I began to notice that he would call me at the office to tell me a fishing story. He’d been to a pond that day.  Or he’d fished a different lake on a weekend. He seemed to always be fishing!

Then it struck me! He was better than I was because he was more intensely focused on fishing than I was. He wasn’t just an imitator of someone else’s techniques–he was an experimenter with his own and a learner from simply putting a lot of time and effort in.

I think that’s the difference between my new salesman and me. I’ve spent my life selling things.  I’ve tried thousands of things and watched what happened. And I’ve learned as a result how to catch sales. It’s easy!

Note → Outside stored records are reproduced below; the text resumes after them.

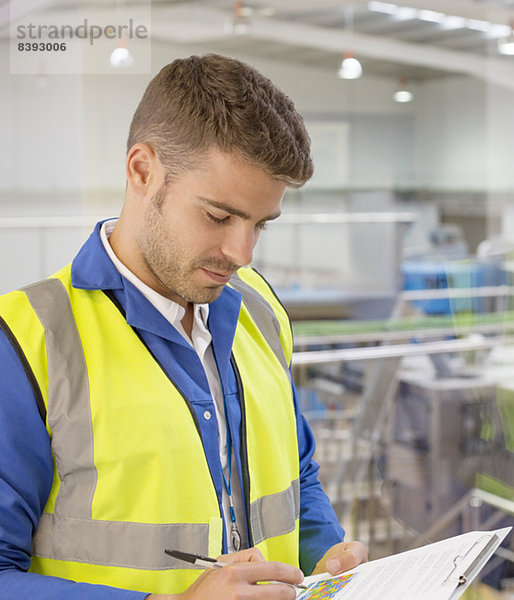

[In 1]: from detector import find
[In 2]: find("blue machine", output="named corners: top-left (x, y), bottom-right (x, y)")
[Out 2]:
top-left (402, 258), bottom-right (503, 315)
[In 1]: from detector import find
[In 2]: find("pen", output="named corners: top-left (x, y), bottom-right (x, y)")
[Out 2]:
top-left (165, 549), bottom-right (309, 590)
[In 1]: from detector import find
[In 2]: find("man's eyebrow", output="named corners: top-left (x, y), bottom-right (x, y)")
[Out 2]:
top-left (197, 196), bottom-right (281, 222)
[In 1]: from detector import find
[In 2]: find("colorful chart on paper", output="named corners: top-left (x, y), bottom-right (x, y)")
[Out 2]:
top-left (299, 573), bottom-right (355, 600)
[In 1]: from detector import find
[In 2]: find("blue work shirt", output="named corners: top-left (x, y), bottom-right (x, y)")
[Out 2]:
top-left (0, 221), bottom-right (345, 599)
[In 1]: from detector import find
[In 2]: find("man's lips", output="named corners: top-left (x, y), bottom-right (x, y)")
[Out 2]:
top-left (201, 268), bottom-right (234, 284)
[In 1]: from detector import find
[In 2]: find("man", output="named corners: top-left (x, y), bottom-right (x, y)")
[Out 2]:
top-left (0, 54), bottom-right (366, 599)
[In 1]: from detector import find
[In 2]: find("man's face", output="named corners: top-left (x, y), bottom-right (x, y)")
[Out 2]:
top-left (136, 148), bottom-right (285, 306)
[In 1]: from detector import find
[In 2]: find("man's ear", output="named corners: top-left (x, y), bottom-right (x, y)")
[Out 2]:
top-left (126, 143), bottom-right (162, 195)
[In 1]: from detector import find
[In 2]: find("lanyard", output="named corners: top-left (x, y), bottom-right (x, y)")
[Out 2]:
top-left (221, 407), bottom-right (242, 552)
top-left (215, 354), bottom-right (242, 552)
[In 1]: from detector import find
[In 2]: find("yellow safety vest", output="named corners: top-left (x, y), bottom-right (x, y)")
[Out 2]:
top-left (0, 265), bottom-right (300, 595)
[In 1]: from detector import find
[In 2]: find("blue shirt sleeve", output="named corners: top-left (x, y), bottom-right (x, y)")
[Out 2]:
top-left (292, 375), bottom-right (345, 575)
top-left (0, 328), bottom-right (148, 600)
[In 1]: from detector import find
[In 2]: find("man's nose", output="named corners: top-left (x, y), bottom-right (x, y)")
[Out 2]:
top-left (220, 224), bottom-right (257, 268)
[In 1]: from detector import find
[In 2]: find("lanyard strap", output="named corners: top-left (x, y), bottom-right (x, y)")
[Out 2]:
top-left (216, 355), bottom-right (242, 552)
top-left (220, 409), bottom-right (241, 551)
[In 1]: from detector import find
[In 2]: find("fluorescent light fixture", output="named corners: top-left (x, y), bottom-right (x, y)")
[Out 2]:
top-left (498, 21), bottom-right (514, 54)
top-left (396, 6), bottom-right (416, 20)
top-left (418, 10), bottom-right (445, 24)
top-left (491, 24), bottom-right (511, 38)
top-left (467, 19), bottom-right (492, 33)
top-left (368, 1), bottom-right (514, 40)
top-left (368, 1), bottom-right (398, 15)
top-left (338, 54), bottom-right (363, 79)
top-left (444, 15), bottom-right (466, 30)
top-left (498, 36), bottom-right (514, 55)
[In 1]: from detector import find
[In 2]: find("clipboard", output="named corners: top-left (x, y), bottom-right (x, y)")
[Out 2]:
top-left (296, 526), bottom-right (512, 600)
top-left (444, 533), bottom-right (498, 586)
top-left (445, 531), bottom-right (509, 600)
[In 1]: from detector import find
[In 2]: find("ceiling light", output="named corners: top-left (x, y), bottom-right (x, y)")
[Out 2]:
top-left (368, 1), bottom-right (398, 15)
top-left (338, 6), bottom-right (362, 80)
top-left (338, 52), bottom-right (363, 79)
top-left (442, 15), bottom-right (467, 29)
top-left (368, 1), bottom-right (514, 41)
top-left (110, 39), bottom-right (133, 68)
top-left (393, 78), bottom-right (413, 103)
top-left (491, 24), bottom-right (511, 38)
top-left (417, 10), bottom-right (445, 24)
top-left (224, 0), bottom-right (252, 35)
top-left (498, 22), bottom-right (514, 54)
top-left (396, 6), bottom-right (416, 20)
top-left (467, 19), bottom-right (492, 33)
top-left (394, 89), bottom-right (413, 103)
top-left (498, 36), bottom-right (514, 54)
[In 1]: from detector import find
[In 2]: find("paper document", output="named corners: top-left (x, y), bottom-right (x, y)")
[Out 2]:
top-left (297, 526), bottom-right (511, 600)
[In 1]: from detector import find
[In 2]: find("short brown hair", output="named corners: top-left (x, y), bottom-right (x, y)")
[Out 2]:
top-left (127, 54), bottom-right (313, 187)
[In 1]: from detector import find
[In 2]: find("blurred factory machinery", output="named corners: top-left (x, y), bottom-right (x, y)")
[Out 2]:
top-left (261, 196), bottom-right (514, 591)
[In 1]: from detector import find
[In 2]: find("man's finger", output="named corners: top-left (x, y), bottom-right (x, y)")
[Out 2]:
top-left (216, 547), bottom-right (265, 564)
top-left (326, 541), bottom-right (368, 574)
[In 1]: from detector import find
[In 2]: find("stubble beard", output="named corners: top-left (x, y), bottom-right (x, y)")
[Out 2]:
top-left (137, 185), bottom-right (237, 305)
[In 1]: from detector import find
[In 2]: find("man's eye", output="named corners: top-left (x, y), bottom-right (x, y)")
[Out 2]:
top-left (206, 212), bottom-right (229, 225)
top-left (257, 222), bottom-right (268, 231)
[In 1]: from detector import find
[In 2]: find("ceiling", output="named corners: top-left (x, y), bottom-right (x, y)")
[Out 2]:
top-left (3, 0), bottom-right (514, 84)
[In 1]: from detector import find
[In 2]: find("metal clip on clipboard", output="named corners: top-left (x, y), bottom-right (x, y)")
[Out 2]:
top-left (443, 534), bottom-right (500, 586)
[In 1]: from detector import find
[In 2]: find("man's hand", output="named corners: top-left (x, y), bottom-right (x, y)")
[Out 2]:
top-left (311, 540), bottom-right (368, 576)
top-left (148, 547), bottom-right (305, 600)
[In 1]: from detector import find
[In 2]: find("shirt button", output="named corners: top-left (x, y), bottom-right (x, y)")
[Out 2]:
top-left (203, 410), bottom-right (212, 421)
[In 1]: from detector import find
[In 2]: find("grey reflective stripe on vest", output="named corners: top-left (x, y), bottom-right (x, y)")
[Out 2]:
top-left (229, 272), bottom-right (291, 383)
top-left (34, 515), bottom-right (209, 569)
top-left (250, 479), bottom-right (300, 546)
top-left (23, 278), bottom-right (96, 519)
top-left (23, 277), bottom-right (297, 567)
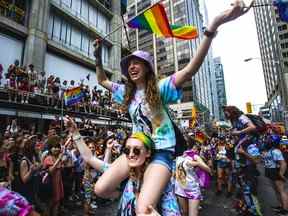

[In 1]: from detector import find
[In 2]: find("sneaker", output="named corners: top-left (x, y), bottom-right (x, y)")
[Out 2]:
top-left (21, 100), bottom-right (24, 104)
top-left (272, 206), bottom-right (283, 212)
top-left (277, 209), bottom-right (288, 216)
top-left (25, 100), bottom-right (28, 104)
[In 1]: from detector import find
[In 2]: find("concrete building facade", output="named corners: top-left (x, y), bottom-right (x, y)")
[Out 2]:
top-left (213, 57), bottom-right (227, 121)
top-left (253, 0), bottom-right (288, 122)
top-left (0, 0), bottom-right (122, 89)
top-left (124, 0), bottom-right (217, 120)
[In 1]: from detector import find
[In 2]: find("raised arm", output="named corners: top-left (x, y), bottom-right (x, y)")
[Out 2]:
top-left (64, 116), bottom-right (107, 172)
top-left (93, 39), bottom-right (113, 91)
top-left (173, 0), bottom-right (254, 88)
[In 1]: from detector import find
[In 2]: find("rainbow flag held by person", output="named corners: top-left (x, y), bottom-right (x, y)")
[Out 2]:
top-left (127, 3), bottom-right (198, 40)
top-left (64, 87), bottom-right (84, 106)
top-left (273, 0), bottom-right (288, 22)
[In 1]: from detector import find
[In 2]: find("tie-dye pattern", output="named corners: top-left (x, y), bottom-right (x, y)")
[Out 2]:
top-left (0, 187), bottom-right (33, 216)
top-left (117, 177), bottom-right (181, 216)
top-left (111, 75), bottom-right (182, 152)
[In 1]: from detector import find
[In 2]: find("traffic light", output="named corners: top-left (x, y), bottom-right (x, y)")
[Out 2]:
top-left (246, 102), bottom-right (252, 113)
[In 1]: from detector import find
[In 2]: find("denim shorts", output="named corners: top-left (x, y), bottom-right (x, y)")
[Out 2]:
top-left (151, 150), bottom-right (174, 172)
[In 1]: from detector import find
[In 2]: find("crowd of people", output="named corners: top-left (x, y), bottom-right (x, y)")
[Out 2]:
top-left (0, 61), bottom-right (123, 115)
top-left (2, 106), bottom-right (288, 216)
top-left (3, 1), bottom-right (288, 216)
top-left (0, 117), bottom-right (130, 216)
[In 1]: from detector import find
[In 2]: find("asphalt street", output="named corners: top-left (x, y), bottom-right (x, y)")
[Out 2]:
top-left (69, 166), bottom-right (284, 216)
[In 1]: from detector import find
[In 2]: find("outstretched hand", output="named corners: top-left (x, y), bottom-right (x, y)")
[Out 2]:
top-left (209, 0), bottom-right (254, 31)
top-left (93, 38), bottom-right (102, 59)
top-left (63, 115), bottom-right (78, 134)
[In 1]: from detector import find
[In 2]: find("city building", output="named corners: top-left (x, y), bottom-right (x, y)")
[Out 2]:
top-left (0, 0), bottom-right (122, 88)
top-left (124, 0), bottom-right (217, 122)
top-left (214, 57), bottom-right (227, 121)
top-left (253, 0), bottom-right (288, 122)
top-left (0, 0), bottom-right (125, 130)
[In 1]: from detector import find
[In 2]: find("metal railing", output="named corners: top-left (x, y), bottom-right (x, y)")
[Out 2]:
top-left (0, 87), bottom-right (129, 120)
top-left (0, 0), bottom-right (25, 25)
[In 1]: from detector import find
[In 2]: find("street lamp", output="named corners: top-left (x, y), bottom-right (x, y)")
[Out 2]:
top-left (244, 57), bottom-right (287, 125)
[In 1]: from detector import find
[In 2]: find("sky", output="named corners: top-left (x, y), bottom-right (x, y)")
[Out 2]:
top-left (204, 0), bottom-right (267, 113)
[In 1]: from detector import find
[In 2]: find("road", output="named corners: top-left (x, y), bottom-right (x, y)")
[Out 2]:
top-left (69, 166), bottom-right (283, 216)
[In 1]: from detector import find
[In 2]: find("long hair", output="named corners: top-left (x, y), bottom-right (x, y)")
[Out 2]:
top-left (122, 61), bottom-right (162, 118)
top-left (223, 106), bottom-right (243, 122)
top-left (22, 139), bottom-right (34, 161)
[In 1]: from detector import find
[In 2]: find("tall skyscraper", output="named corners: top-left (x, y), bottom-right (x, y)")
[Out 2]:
top-left (124, 0), bottom-right (217, 119)
top-left (214, 57), bottom-right (227, 121)
top-left (253, 0), bottom-right (288, 122)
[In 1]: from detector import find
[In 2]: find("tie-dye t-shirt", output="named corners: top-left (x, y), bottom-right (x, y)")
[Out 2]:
top-left (111, 75), bottom-right (182, 152)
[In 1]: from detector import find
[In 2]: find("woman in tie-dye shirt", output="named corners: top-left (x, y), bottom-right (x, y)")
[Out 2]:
top-left (0, 186), bottom-right (39, 216)
top-left (90, 1), bottom-right (253, 214)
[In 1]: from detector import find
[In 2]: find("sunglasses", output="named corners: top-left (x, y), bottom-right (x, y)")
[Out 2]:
top-left (123, 147), bottom-right (142, 156)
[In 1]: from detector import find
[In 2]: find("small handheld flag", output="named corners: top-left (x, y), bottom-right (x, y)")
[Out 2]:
top-left (64, 87), bottom-right (84, 106)
top-left (127, 3), bottom-right (198, 40)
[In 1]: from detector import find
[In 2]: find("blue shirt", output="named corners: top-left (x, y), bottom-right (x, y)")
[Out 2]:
top-left (263, 148), bottom-right (284, 169)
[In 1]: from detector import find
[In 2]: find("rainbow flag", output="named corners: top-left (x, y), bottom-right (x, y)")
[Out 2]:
top-left (127, 3), bottom-right (198, 40)
top-left (64, 87), bottom-right (84, 106)
top-left (195, 131), bottom-right (206, 144)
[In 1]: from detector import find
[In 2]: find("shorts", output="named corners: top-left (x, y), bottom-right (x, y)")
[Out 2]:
top-left (151, 150), bottom-right (174, 172)
top-left (265, 168), bottom-right (282, 181)
top-left (217, 160), bottom-right (230, 168)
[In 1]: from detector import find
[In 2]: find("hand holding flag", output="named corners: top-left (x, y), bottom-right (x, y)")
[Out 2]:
top-left (209, 0), bottom-right (254, 32)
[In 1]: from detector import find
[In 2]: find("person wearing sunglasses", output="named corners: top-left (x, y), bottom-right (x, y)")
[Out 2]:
top-left (93, 1), bottom-right (254, 214)
top-left (64, 116), bottom-right (180, 216)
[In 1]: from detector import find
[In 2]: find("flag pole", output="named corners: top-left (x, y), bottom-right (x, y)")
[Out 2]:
top-left (102, 1), bottom-right (164, 41)
top-left (121, 14), bottom-right (132, 51)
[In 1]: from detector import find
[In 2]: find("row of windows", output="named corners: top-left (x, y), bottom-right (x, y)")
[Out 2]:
top-left (52, 0), bottom-right (110, 35)
top-left (279, 32), bottom-right (288, 40)
top-left (278, 24), bottom-right (287, 31)
top-left (282, 52), bottom-right (288, 58)
top-left (48, 13), bottom-right (110, 64)
top-left (281, 42), bottom-right (288, 49)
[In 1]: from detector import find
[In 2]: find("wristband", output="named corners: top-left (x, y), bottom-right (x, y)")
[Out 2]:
top-left (203, 29), bottom-right (217, 38)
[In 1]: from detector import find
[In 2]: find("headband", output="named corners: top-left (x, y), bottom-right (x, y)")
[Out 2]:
top-left (130, 132), bottom-right (154, 150)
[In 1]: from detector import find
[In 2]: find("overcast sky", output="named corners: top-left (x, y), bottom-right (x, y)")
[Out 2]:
top-left (204, 0), bottom-right (267, 113)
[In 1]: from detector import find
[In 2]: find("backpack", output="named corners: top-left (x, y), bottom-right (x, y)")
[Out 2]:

But I remember something else from those conversations with my friend. Often he had been fishing and caught nothing at all!  Even though he’d been unsuccessful he always had a theory on why that had happened and he learned from it. 

Sales success is the same I think.

The more we practice the better we get. The more failure we have the better we get. The more success we have the better we get.

 

The more we are selling the more we sell.  As my fisherman friend says “you don’t catch any fish when your lure isn’t in the water!”

Is Sales What You Are Best At?

Another important factor contributing to sales and growth is having the right person in the right role. You might want to do everything yourself, but is that wise?

When you made the decision of a career in insurance sales and were a captive agent, you didn’t have to make these types of decisions.

But, if you are like most people who made the career choice to become an independent agent, you wear a lot of hats. Some of those hats you enjoy wearing – and chances are you’re good at doing what those hats require.

Unfortunately, it’s more than likely there are tasks you’re doing every day that you don’t do well, or they could be done by someone who makes less money.

In the insurance agency business, there are lots of options for owners in terms of how they can spend their time. But the one that is CLEARLY most important is making the cash register ring.

Think about it. How did you come to start an insurance agency? Was it because you were better at customer service than most? Probably not. More than likely you are your agency’s best sales person.

To grow rapidly and reach your full earnings potential, you need to have a lot of sales. If you’re the best insurance sales agent in your company, isn’t that what you should be doing?

Perhaps you aren’t a good sales person but are a gifted sales manager. Great! Go hire sales people and manage them.

The point is this – decide what you are best at and focus on that.

 

Hire people to do everything else. By the way, the word “decide” is from a latin word which means “kill the options”. You need to kill all the options of ways to waste your time being unproductive and focus on your skill. More than likely its selling.

If you want to grow you need to know. What is it you do best? Do that. Leave the rest.